SciML / DiffEqGPU.jl

GPU-acceleration routines for DifferentialEquations.jl and the broader SciML scientific machine learning ecosystem
https://docs.sciml.ai/DiffEqGPU/stable/
MIT License
285 stars 29 forks source link

CompatHelper: bump compat for "CUDAKernels" to "0.2" #104

Closed github-actions[bot] closed 3 years ago

github-actions[bot] commented 3 years ago

This pull request changes the compat entry for the CUDAKernels package from 0.1 to 0.1, 0.2.

This keeps the compat entries for earlier versions.

Note: I have not tested your package with this new compat entry. It is your responsibility to make sure that your package tests pass before you merge this pull request.

ChrisRackauckas commented 3 years ago

@vchuravy do you know what this is? https://buildkite.com/julialang/diffeqgpu-dot-jl/builds/72#6b670c30-fc02-4414-b271-e786faca82ba/284-502

ChrisRackauckas commented 3 years ago

@vchuravy @maleadt can I get some help over the next week finding out what's up with tasks on CUDAKernels v0.2 + CUDA 3.0? I can't figure out which of the two is the issue.

vchuravy commented 3 years ago

For some reason you ended up running GPU code on the CPU. You started running a CPU kernel and then called a GPU function. Very weird.

ChrisRackauckas commented 3 years ago

A percentage of the trajectories are ran on the CPU on a separate task from the GPU (and not using KernelAbstractions.jl).

vchuravy commented 3 years ago
FATAL ERROR: Symbol "__nv_llabs"not found
--
#33
 at 
/root/.cache/julia-buildkite-plugin/depots/26e4f8df-bbdd-40a2-82e4-24a159795e4b/packages/KernelAbstractions/8v5HI/src/cpu.jl:22

Yeah so why are we calling CUDA.abs from the run function for the CPU KA code.

ChrisRackauckas commented 3 years ago

That's what I'm asking you. All it's doing is creating a function that gets run on a task:

https://github.com/SciML/DiffEqGPU.jl/blob/master/src/DiffEqGPU.jl#L181-L188

and then retrieves the result when the GPU stuff is done:

https://github.com/SciML/DiffEqGPU.jl/blob/master/src/DiffEqGPU.jl#L195-L199

It should be the unmodified working CPU-based code that is running there, and KA shouldn't be involved at all.

It used to work fine though, so I'm not sure what could've changed.
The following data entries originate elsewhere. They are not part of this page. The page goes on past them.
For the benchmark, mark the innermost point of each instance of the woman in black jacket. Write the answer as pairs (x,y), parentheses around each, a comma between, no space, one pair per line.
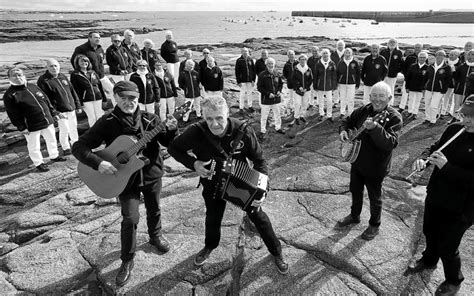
(88,87)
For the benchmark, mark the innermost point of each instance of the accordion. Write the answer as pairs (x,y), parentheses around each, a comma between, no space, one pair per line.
(237,182)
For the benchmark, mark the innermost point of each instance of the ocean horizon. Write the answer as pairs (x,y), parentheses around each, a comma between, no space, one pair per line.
(201,27)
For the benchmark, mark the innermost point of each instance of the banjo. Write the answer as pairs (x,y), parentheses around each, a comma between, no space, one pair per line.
(350,149)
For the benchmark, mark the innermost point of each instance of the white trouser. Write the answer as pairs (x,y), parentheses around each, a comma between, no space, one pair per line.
(347,95)
(150,108)
(414,100)
(196,103)
(245,94)
(173,68)
(447,102)
(68,129)
(93,111)
(214,93)
(108,88)
(168,102)
(404,98)
(367,90)
(276,115)
(34,145)
(391,82)
(325,98)
(301,104)
(432,102)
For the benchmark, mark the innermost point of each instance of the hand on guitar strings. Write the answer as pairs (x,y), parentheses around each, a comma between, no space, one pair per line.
(199,167)
(171,122)
(107,168)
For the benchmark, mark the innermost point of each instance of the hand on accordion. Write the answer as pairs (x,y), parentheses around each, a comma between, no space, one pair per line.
(259,200)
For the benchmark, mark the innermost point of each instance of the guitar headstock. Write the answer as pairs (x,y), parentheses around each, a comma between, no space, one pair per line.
(181,110)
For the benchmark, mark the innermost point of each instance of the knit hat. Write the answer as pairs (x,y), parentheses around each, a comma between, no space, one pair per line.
(467,107)
(126,88)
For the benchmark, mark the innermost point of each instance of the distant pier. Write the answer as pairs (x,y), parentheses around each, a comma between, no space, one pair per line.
(455,17)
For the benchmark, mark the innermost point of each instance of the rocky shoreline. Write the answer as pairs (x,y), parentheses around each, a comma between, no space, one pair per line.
(57,237)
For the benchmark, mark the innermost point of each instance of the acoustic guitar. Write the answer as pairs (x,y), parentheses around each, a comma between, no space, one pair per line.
(350,149)
(123,154)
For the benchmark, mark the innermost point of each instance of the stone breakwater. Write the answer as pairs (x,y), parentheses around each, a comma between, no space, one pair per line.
(57,237)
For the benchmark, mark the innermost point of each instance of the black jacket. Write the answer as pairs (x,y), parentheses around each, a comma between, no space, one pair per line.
(169,51)
(415,78)
(394,61)
(325,79)
(60,92)
(452,187)
(118,60)
(96,56)
(461,79)
(193,139)
(28,107)
(245,70)
(109,127)
(167,85)
(88,86)
(260,66)
(373,70)
(212,79)
(302,80)
(348,75)
(288,72)
(439,81)
(149,93)
(189,82)
(151,57)
(133,51)
(269,83)
(377,144)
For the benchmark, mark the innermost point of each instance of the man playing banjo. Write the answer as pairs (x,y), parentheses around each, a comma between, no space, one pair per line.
(381,124)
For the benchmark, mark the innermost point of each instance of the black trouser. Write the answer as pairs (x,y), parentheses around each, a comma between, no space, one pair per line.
(130,201)
(443,231)
(374,189)
(215,211)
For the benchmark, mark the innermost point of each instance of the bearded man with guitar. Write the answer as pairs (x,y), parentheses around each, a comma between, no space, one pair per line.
(377,127)
(124,121)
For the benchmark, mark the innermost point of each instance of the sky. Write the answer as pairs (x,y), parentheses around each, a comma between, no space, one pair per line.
(236,5)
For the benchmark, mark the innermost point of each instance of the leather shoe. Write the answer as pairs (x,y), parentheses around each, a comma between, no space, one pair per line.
(370,232)
(419,266)
(124,274)
(446,289)
(161,243)
(202,256)
(346,221)
(281,264)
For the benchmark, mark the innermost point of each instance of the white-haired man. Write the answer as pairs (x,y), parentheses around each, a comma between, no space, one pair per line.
(380,138)
(393,56)
(212,138)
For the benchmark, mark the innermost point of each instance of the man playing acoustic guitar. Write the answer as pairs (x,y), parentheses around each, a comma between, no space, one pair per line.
(207,139)
(127,119)
(373,161)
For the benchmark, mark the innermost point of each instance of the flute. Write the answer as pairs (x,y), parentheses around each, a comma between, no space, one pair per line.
(441,148)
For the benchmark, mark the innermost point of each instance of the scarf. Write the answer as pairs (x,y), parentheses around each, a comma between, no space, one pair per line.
(301,69)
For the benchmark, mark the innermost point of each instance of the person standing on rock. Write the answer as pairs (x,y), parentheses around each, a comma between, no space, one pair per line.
(449,203)
(223,130)
(375,155)
(393,56)
(270,84)
(128,119)
(245,76)
(169,52)
(64,99)
(31,112)
(95,53)
(374,69)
Does KA or CUDA.jl change the global method directly while it's being used for GPUs, so that if a CPU version of the function is run simultaneously to the GPU version this will happen?
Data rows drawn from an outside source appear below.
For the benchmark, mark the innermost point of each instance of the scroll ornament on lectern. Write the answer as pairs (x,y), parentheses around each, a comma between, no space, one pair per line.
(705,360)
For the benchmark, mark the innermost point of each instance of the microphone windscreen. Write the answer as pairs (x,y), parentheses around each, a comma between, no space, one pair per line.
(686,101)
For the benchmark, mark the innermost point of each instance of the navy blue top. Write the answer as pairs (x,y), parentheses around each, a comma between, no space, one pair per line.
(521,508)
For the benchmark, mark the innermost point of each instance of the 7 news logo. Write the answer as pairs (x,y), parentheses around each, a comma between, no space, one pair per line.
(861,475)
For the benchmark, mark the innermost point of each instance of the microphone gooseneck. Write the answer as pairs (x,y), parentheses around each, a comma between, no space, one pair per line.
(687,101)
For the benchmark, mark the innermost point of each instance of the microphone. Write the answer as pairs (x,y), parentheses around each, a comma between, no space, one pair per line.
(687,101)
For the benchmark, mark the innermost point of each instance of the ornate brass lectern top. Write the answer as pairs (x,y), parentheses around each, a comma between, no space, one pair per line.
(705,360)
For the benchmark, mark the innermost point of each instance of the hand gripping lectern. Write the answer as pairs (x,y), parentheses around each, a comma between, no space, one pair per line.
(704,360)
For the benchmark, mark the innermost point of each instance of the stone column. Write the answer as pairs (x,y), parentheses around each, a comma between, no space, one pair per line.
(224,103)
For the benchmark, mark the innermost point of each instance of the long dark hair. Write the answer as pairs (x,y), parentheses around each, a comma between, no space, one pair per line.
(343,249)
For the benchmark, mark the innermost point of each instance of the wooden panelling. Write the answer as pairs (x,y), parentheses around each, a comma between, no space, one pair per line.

maleadt commented 3 years ago

@vchuravy Does KA's CPU back-end use its own abstract interpreter? If so, maybe it doesn't use the correct world bounds, resulting in CUDA.jl's GPU methods being picked up.

ChrisRackauckas commented 3 years ago

@YingboMa @chriselrod I think this exposed a FastBroadcast.jl bug now?
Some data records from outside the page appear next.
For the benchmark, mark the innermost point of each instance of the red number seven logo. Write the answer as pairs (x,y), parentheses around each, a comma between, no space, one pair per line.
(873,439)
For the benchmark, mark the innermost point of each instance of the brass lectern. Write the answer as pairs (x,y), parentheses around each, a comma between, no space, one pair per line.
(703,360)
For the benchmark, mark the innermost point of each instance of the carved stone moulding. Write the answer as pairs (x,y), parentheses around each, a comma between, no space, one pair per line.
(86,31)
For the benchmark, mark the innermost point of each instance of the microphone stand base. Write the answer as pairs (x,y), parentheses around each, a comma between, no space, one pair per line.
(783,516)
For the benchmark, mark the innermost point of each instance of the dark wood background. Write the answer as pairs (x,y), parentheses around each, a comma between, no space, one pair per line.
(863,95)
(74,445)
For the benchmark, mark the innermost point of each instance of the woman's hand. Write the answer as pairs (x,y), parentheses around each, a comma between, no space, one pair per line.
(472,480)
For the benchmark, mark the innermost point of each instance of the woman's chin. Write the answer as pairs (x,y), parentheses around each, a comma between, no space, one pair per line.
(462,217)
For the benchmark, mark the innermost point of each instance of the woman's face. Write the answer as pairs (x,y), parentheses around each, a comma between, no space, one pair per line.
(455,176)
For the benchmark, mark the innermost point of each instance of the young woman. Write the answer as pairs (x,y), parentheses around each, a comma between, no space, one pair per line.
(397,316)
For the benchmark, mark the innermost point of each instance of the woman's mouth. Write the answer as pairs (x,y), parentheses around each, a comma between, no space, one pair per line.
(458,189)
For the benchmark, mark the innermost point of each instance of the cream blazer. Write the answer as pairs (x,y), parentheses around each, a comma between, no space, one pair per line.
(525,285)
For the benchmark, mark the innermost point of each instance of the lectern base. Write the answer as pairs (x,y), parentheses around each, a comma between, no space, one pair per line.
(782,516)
ChrisRackauckas commented 3 years ago

It looks like the last few tests have now failed because of finalizer issues. Something with GPU GC? We're not doing any manual free's here.

ChrisRackauckas commented 3 years ago

I can't seem to reproduce this GC bug locally?

maleadt commented 3 years ago

Cyclops was being used by other users. I removed it from CI, once again. I'll restart the jobs.

maleadt commented 3 years ago

It seems to throw CUDA_ERROR_LAUNCH_FAILED::cudaError_enum = 0x000002cf now, but on unrelated API calls. So it's hard to trace this back to where this came from. Maybe try running under compute-sanitizer --show-backtrace=no --launch-timeout=0?

ChrisRackauckas commented 3 years ago

I'm not quite sure what you're referring to:

ERROR: unknown option `--compute-sanitizer --show-backtrace=no --launch-timeout=0`

Julia has exited.

Is there a way to modify the arguments of the BK script so this is done on CI?

maleadt commented 3 years ago

compute-sanitizer is a CUDA tool, not a Julia option. I've pushed a job definition.

ChrisRackauckas commented 3 years ago

You fixed it, good job.